Patchwork [v2,08/12] mirror: allow customizing the granularity

login
register
mail settings
Submitter Paolo Bonzini
Date Jan. 16, 2013, 5:31 p.m.
Message ID <1358357479-7912-9-git-send-email-pbonzini@redhat.com>
Download mbox | patch
Permalink /patch/212893/
State New
Headers show

Comments

Paolo Bonzini - Jan. 16, 2013, 5:31 p.m.
The desired granularity may be very different depending on the kind of
operation (e.g. continuous replication vs. collapse-to-raw) and whether
the VM is expected to perform lots of I/O while mirroring is in progress.

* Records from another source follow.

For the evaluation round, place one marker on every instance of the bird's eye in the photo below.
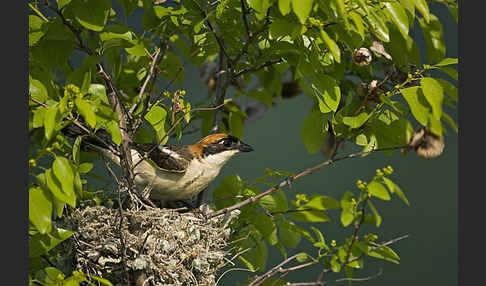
(226, 142)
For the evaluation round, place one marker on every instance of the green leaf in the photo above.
(320, 242)
(38, 120)
(287, 234)
(313, 132)
(86, 111)
(356, 121)
(116, 32)
(260, 7)
(276, 202)
(423, 8)
(340, 7)
(50, 121)
(434, 40)
(56, 189)
(156, 117)
(35, 29)
(40, 209)
(114, 129)
(335, 265)
(446, 62)
(99, 91)
(376, 215)
(333, 47)
(103, 281)
(417, 102)
(450, 72)
(398, 16)
(347, 214)
(85, 167)
(284, 6)
(42, 243)
(302, 9)
(378, 190)
(306, 215)
(64, 172)
(386, 253)
(62, 3)
(327, 92)
(358, 23)
(37, 90)
(394, 189)
(280, 28)
(91, 14)
(378, 26)
(434, 94)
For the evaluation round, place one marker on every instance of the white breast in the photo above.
(178, 186)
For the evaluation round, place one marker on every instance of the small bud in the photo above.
(362, 57)
(32, 163)
(427, 144)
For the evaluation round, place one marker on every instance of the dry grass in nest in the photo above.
(167, 247)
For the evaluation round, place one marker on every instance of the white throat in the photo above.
(219, 159)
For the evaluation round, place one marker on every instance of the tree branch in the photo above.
(218, 39)
(151, 75)
(257, 68)
(298, 176)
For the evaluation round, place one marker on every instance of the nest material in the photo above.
(162, 246)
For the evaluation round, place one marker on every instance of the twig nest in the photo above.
(427, 144)
(167, 247)
(362, 57)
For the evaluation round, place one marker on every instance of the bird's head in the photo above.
(220, 147)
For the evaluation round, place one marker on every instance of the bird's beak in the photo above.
(244, 147)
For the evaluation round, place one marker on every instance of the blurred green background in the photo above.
(428, 256)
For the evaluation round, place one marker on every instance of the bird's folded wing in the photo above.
(173, 159)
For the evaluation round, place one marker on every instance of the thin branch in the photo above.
(251, 38)
(380, 272)
(357, 226)
(76, 32)
(298, 176)
(218, 39)
(245, 20)
(257, 68)
(224, 77)
(151, 75)
(262, 278)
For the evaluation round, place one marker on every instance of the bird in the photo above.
(174, 172)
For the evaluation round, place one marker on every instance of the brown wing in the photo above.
(173, 159)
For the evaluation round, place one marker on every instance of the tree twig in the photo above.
(159, 54)
(257, 68)
(298, 176)
(218, 39)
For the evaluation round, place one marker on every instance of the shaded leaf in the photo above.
(434, 94)
(40, 209)
(418, 105)
(313, 131)
(378, 190)
(333, 47)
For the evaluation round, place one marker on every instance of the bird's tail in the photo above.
(99, 141)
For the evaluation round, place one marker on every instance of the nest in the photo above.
(162, 246)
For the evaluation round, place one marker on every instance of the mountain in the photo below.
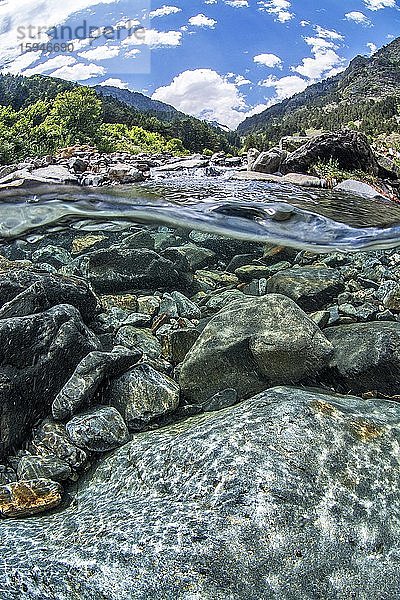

Allow the user to customize it, while providing a sane default so that
in general there will be no extra allocated space in the target compared
to the source.

Signed-off-by: Paolo Bonzini <pbonzini@redhat.com>
---
 block/mirror.c            |   50 ++++++++++++++++++++++++++++----------------
 blockdev.c                |   15 ++++++++++++-
 hmp.c                     |    2 +-
 include/block/block_int.h |    3 +-
 qapi-schema.json          |    8 ++++++-
 qmp-commands.hx           |    8 ++++++-
 6 files changed, 63 insertions(+), 23 deletions(-)
Eric Blake - Jan. 16, 2013, 11:44 p.m.
On 01/16/2013 10:31 AM, Paolo Bonzini wrote:
> The desired granularity may be very different depending on the kind of
> operation (e.g. continuous replication vs. collapse-to-raw) and whether
> the VM is expected to perform lots of I/O while mirroring is in progress.
> 
> Allow the user to customize it, while providing a sane default so that
> in general there will be no extra allocated space in the target compared
> to the source.
> 

> +++ b/qapi-schema.json
> @@ -1636,6 +1636,11 @@
>  #        (all the disk, only the sectors allocated in the topmost image, or
>  #        only new I/O).
>  #
> +# @granularity: #optional granularity of the dirty bitmap, default is 64K
> +#               if the image format doesn't have clusters, 4K if the clusters
> +#               are smaller than that, else the cluster size.  Must be a
> +#               power of 2 between 512 and 64M.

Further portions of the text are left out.